Since the onset of the pandemic, the Spokane Regional Health District has assigned an outreach team – consisting mainly of volunteers – that enters city shelters every night and checks guests for COVID-19 symptoms.
Those who could be positive are whisked away to be tested, with the goal being to mitigate the spread of the disease.
Social distancing requirements at shelters will last as long as the pandemic does.
“Until we have a proven treatment and a vaccine that has been widely disseminated, then we as a community will need to distance and it will be the same for the shelters,” said Kelly Hawkins, a spokesperson for the Spokane Regional Health District.
Despite the close living quarters, shelters have not become a hotbed for COVID-19 outbreaks.
“A large part of that is due to the city really stepping up and making sure that there were shelters available all through the summer with the proper spacing,” Hawkins said.
The city often races to open warming centers in the days leading up to the first true cold spell, Councilwoman Lori Kinnear noted.
It was about this time in 2019 that city officials clarified their plan for winter shelter.
The City Council had not been informed of any plans for warming centers ahead of this weekend’s cold weather, Kinnear said on Tuesday. But she put her faith in the city’s staff, including Community, Housing and Human Services Director Tim Sigler and CHHS Manager Tija Danzig.
“Tija and Tim have always just said, ‘OK, we’re going to do this,’ and we do it. I can’t imagine that, knowing it’s October and knowing cold weather can set in at any time, us not having something in place,” Kinnear said.
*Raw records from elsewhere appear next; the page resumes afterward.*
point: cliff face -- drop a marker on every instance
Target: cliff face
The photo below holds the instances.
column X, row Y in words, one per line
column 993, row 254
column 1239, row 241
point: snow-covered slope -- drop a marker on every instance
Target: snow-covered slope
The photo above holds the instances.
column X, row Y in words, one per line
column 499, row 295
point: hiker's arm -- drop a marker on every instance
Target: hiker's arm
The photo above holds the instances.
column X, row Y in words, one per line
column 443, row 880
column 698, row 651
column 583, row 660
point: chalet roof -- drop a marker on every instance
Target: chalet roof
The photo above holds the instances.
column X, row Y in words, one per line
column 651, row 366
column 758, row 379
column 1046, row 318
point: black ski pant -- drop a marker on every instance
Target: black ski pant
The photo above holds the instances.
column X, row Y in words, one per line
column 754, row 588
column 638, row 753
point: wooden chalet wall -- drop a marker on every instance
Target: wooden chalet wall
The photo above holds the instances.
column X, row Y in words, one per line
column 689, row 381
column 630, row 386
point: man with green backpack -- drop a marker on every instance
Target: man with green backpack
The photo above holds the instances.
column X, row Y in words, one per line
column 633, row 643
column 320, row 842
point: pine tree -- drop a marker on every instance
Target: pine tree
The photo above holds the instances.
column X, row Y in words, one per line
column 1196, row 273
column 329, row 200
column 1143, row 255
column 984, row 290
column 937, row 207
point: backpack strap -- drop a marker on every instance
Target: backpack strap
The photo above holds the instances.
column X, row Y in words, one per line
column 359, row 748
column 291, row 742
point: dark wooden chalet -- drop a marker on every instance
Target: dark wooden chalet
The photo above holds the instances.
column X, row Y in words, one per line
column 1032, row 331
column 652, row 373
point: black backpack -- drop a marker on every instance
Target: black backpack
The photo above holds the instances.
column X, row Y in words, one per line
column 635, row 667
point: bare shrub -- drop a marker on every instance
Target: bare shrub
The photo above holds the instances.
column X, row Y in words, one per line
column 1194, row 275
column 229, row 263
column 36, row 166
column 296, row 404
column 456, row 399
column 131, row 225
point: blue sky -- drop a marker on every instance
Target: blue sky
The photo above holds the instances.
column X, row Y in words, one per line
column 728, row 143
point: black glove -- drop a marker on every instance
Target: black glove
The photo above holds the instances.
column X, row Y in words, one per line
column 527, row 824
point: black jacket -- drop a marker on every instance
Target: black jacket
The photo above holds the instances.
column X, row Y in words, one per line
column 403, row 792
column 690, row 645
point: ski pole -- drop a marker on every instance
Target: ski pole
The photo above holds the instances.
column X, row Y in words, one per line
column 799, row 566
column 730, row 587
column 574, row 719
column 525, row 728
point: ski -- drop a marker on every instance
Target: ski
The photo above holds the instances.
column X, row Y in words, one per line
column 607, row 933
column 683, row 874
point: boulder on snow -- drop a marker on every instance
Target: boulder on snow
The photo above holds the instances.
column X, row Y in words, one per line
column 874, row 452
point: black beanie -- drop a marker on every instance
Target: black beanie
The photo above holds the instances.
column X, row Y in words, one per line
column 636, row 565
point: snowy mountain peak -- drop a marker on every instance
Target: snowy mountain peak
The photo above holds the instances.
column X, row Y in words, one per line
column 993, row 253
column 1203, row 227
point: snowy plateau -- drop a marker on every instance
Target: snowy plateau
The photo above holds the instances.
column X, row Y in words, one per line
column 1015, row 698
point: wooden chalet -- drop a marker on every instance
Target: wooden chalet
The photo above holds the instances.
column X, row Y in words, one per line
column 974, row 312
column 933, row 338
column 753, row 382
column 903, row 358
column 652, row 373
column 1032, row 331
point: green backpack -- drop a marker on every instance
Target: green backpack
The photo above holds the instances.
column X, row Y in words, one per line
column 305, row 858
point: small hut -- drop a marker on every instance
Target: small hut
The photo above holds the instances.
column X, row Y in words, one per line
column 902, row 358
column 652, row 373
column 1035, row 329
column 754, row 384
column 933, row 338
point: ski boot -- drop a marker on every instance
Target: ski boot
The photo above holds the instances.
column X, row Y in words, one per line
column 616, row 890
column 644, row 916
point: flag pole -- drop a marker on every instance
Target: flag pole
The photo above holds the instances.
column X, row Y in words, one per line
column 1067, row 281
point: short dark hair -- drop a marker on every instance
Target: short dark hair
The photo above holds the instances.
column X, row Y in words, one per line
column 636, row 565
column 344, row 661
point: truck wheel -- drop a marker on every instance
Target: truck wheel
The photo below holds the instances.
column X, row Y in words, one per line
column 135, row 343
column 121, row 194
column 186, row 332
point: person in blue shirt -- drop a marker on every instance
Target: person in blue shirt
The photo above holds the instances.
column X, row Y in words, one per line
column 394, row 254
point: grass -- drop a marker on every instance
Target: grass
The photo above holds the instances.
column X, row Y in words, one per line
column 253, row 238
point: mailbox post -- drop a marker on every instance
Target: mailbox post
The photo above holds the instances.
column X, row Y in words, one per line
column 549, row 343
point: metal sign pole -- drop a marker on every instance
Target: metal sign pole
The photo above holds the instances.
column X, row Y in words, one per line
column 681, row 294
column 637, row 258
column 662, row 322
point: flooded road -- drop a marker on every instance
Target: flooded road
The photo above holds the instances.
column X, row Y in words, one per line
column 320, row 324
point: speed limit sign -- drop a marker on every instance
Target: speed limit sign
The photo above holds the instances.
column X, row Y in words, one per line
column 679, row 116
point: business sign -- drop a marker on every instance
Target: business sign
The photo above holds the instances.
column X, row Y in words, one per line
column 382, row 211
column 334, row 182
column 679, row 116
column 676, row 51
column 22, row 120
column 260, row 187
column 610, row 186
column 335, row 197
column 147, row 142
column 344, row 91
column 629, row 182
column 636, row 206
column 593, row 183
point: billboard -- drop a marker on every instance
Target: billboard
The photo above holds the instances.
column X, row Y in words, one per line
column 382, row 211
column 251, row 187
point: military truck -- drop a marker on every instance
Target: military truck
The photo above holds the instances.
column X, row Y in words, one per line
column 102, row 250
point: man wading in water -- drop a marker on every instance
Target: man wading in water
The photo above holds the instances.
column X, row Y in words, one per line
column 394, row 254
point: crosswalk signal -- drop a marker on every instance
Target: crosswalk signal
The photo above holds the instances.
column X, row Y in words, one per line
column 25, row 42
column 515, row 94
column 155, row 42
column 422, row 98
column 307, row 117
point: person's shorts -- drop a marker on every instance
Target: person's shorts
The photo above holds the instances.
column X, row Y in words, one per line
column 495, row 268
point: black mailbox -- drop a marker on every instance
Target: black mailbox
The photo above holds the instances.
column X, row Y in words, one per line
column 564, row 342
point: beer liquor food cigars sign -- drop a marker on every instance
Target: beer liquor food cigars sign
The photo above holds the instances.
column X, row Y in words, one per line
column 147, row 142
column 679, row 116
Last summer, the previous City Council and former Mayor David Condon hoped to avoid the same fall rush by opening a regionally funded homeless shelter in the former Grocery Outlet store on East Sprague Avenue. But amid pushback from neighbors and a failure to secure funding from regional partners, the plans fell through before the purchase was finalized.
Last October, the City Council approved the purchase of the building at 527 South Cannon, which it opened the following month as a warming center.
After repairs, the city expects to reopen the warming center for this winter.
The shelter will serve about 80 adults when it reopens.